So you’re basically saying you should be punished so God will feel better? Does God approve of this system? I know people who wouldn’t desire such needless punishment. It leads me to believe there are some people who are morally superior to your God.
I’m talking about justice, not vengeance or even restitution. You’re certainly way oversimplifying to imagine that justice is only, or even primarily, about making the victim feel better.
As the Merriam-Webster online dictionary defines it, justice refers to the just administration of merited rewards and punishments.
From the same dictionary, ‘just’ means ‘conforming to a standard of correctness’.
Now since it is God who rewards us (with heaven) or punishes us (with hell) who else’s standard of correctness - or merit of those rewards or punishments - should we observe than God’s? Why should we expect God to reward or punish us according to OUR often very different notions of what is correct?
Why would you consider it unfair that God who created the universe would expect it to run by any other standards of correctness than that which He, its creator, sets for it? Why, since you created neither the universe nor the legal system nor heaven nor hell, should you expect them to be run by YOUR notions of what is just and merited?
Let’s say you stole from me twenty years ago, but the evidence for this theft has just now surfaced. You aren’t the type who is willing to steal anymore, so punishing you would not discourage future crimes. Would I want you to be punished for this? Certainly not. It would simply yield no benefits and cause you to suffer. I’m not a sadist.
In other words in your scenario I recognise the error of my ways and am repentant.

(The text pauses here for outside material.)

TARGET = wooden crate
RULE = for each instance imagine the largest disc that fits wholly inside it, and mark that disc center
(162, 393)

Surely you know what my response will be - as any Christian would tell you, God
doesn’t punish the repentant, but only the unrepentant.
To use your analogy, we’re talking about a case where I’ve stolen from you and say to you ‘not only do I think I did nothing wrong by stealing from you twenty years ago, in the same circumstances I’d do it again tomorrow (which is always the case if you see nothing wrong in what you did)’.
I’m guessing your views on whether I merit prison or other legal punishment would change if I was unrepentant.
Ah yes, this is the revenge mentality that has thrived in many cultures throughout human history. People really need to move past these primitive sentiments.
Again, why are you equating justice with revenge? Or more particularly with the individual wish for it? The individual is not God, nor is the individual the justice system.
A criminal isn’t fined, imprisoned or executed because one person demands it, rather because as a society we have the sense that it is right and fitting to impose criminal punishments on those who commit crimes. It’s a concept and process that is much bigger than the individual.
Note how many individual victims are denied their personal desire for revenge because those who have actually committed crimes against them are let off punishment because of procedural issues and so on. Note also the criminal justice system’s many and varied attempts to ensure that if there is genuine doubt about an accused person’s guilt that they are let off.
And note how many self-righteous persons, like the older brother in the Prodigal Son story, see God’s mercy towards sinners - the idea that all they have to do is repent sincerely and they will be forgiven and admitted to heaven no matter how heinous their sins - as being somehow unfair as well.
Many in ignorance assert that a Judas or a Hitler could not possibly be in heaven, and that it would somehow be unjust or unfairly lenient if they were there. The Catholic Church wisely says the very opposite - that they could very well be in heaven.
Does that sound like a truly pitiless God to you, if He could just as easily forgive a repentant Judas who betrayed Him to death, or a repentant Hitler who killed so many, as you or I? It sounds quite the opposite to me. All He asks of us is that we are genuinely repentant for our sins. How is it unreasonable or unjust or bloodthirsty to ask so little as a condition for forgiveness and salvation?
Most of us certainly don’t get any kind of jollies or satisfaction out of the idea of people burning in hell - or rotting in prison. Especially because in acknowledging the existence and justness of both hell and prison we also acknowledge the ease with which we could end up in either place ourselves. It’s an idea that makes us sober up and reflect on our own lives and conduct, not a cause of bloothirsty rejoicing or happiness.